Judge orders more inquiry into the case |
By Vir B. Lumicao
A 52-year-old Filipina pleaded guilty at the High Court on
Friday, Nov 18, to a charge of trafficking in dangerous drugs, but contradicted
her plea when she initially questioned the facts of the case as they were read
out, before admitting it reluctantly.
The last-minute shift of Susan B. Cumpio caught everyone by
surprise and prompted Judge Kevin Paul Zervos to delay sentencing until Feb 3,
as he ordered the prosecution to make further inquiry into the case.
“Guilty,” Cumpio, a widow who had a son in the Philippines,
said after a Tagalog court interpreter read out the particulars of the charge,
then asked for her plea.
But after the agreed facts were read to her, she initially
said she disagreed because there was something wrong with them, then said in
resignation: “Sige, oo na lang. (OK,
I agree).” Then she wept.
Zervos instructed the prosecution to take Cumpio’s statement
about the circumstances of her case. Then he asked why no one asked the
Immigration Department about the long travel record of the defendant.
“I noticed that (Cumpio’s) has had a long history of travel to
Hong Kong ,” Zervos said, citing that it
started on July 13, 2010 and ended with her arrest on Jun 15, 2015.
“Did anybody check with the Immigration about her travel
record?” the judge asked, to which the prosecutor replied no one had done that.

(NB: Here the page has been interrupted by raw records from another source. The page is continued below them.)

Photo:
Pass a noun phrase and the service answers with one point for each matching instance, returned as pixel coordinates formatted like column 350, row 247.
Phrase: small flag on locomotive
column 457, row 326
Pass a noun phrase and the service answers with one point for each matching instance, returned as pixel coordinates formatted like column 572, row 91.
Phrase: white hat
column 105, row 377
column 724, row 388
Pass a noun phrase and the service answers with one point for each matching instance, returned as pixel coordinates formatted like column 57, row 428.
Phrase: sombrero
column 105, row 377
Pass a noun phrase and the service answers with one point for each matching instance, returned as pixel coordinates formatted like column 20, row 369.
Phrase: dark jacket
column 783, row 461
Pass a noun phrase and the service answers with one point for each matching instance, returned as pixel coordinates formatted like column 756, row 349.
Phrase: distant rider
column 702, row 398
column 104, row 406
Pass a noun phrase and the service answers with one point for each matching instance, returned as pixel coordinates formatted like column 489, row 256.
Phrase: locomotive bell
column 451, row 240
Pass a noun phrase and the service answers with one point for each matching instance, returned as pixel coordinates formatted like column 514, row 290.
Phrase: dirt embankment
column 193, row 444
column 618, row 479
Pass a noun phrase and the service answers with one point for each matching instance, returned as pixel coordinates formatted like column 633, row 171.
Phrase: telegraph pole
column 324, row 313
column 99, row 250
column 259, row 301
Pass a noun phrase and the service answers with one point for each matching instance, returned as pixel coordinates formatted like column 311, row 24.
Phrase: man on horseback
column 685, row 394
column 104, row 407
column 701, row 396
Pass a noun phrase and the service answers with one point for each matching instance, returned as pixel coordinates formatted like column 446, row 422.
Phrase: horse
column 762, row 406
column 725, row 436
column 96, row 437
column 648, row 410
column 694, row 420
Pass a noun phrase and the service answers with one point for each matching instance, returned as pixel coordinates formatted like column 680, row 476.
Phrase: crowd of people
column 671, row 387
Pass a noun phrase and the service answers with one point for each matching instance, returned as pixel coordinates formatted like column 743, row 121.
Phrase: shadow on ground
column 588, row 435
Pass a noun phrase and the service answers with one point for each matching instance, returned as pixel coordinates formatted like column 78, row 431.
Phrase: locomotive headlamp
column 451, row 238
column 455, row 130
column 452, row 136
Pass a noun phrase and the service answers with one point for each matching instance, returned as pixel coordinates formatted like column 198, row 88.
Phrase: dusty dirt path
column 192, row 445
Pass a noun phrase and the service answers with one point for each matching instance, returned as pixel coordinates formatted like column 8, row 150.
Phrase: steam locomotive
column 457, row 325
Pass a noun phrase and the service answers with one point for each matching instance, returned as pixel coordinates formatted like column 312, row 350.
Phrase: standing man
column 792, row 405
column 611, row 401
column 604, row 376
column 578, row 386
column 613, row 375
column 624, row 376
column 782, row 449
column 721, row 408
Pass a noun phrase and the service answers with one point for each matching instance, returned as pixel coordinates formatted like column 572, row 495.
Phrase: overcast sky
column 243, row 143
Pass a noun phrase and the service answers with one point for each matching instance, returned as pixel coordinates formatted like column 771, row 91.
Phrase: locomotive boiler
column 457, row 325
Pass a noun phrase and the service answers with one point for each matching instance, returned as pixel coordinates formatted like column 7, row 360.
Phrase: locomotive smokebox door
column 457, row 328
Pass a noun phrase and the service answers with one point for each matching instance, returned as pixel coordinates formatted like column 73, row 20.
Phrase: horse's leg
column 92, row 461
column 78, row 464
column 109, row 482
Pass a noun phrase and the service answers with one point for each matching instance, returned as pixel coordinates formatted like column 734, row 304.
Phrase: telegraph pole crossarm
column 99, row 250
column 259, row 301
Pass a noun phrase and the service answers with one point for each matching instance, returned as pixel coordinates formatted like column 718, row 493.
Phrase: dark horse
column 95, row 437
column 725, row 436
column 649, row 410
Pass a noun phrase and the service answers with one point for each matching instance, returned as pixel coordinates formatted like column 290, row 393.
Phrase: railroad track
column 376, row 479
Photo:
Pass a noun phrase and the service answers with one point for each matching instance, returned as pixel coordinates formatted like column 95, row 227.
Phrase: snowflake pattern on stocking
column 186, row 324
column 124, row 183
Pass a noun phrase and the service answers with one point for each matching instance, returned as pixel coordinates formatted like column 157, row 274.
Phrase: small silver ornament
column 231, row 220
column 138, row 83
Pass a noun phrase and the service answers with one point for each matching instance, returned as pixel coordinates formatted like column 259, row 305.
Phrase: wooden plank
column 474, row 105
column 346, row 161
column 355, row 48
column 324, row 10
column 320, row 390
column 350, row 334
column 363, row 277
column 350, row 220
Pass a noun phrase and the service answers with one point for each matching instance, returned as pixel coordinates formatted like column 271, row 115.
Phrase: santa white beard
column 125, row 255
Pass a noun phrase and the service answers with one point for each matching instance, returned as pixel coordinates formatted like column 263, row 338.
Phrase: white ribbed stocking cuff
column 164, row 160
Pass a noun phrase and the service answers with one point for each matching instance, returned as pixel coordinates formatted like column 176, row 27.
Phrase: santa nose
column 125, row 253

Zervos also hit Customs officers who he said were just
apprehending people and sitting on the cases focusing on the big picture
without looking at the details.
The judge cited new information supplied by prison chaplain
and anti-drug trafficking campaigner Fr John Wotherspoon, who requested barrister
Richard Donald, for the defense, to hand Zervos a letter appealing for
mitigation.
“It’s unfortunate that it came rather too late,” the judge
said.
But he acknowledged Fr John had long mounted a campaign
against drug trafficking syndicates using unsuspecting women and admitted he
drew insights from the chaplain’s views before making decisions.
Cumpio was arrested on Jul 15 last year when she arrived
from Sao Paulo , Brazil ,
via Dubai , and
attracted the attention of Customs officers with her unnatural gait.
When they searched her, they found nearly two kilograms of
suspected cocaine wrapped around her thighs and concealed in her tailor-made
underwear.
At the High Court on Friday, the prosecutor said the amount
the dangerous drug found on her was 1,994 grams with purity of 1,210 grams with
an estimated market value of $2.3 million at the time.
The prosecution said she had a clear record and was not
addicted to drugs.
The defense counsel, in mitigation, said Cumpio was widowed
in 2005. She had worked as a shopkeeper and as waitress before she went to work
as a domestic helper in Singapore ,
then in Malaysia and Hong Kong .
In her hand-written statement which Fr Wotherspoon provided to
the court, the defendant said she was a widow who had been supporting her son,
now 17, and her parents in the Philippines
since her husband died.
She said she went to work as a domestic helper in Sao Paulo looking after
the three male children of a Brazilian family. After two years she met a
Tanzanian man who she fell in love with and “spent good times together” until
the man lost his job and “started acting stranger and becoming abusive towards
me.”
Days later Cumpio discovered the man was using drugs and
reported him to the police. He was arrested but after his release, things only
got worse, Cumpio said.
“He started becoming more abusive and (beat) me more often,”
she said. At one time the man beat her badly with a wooden plank that caused
her to lose her memory. She recovered
after being treated at a hospital.
She sought shelter in a church after that beating while her
lover was rearrested. However, after police freed the man, he sought her out
and they reconciled. But Cumpio said he only got worse and threatened to kill
her on a few occasions.
Eventually the man told her about his being in the drugs
business and offered her passage back to
the Philippines if she
agreed to make a trip to Hong Kong to deliver
drugs.
Cumpio said she accepted the offer because she no longer
wanted to live in Brazil ,
nad also because she wanted to see her family.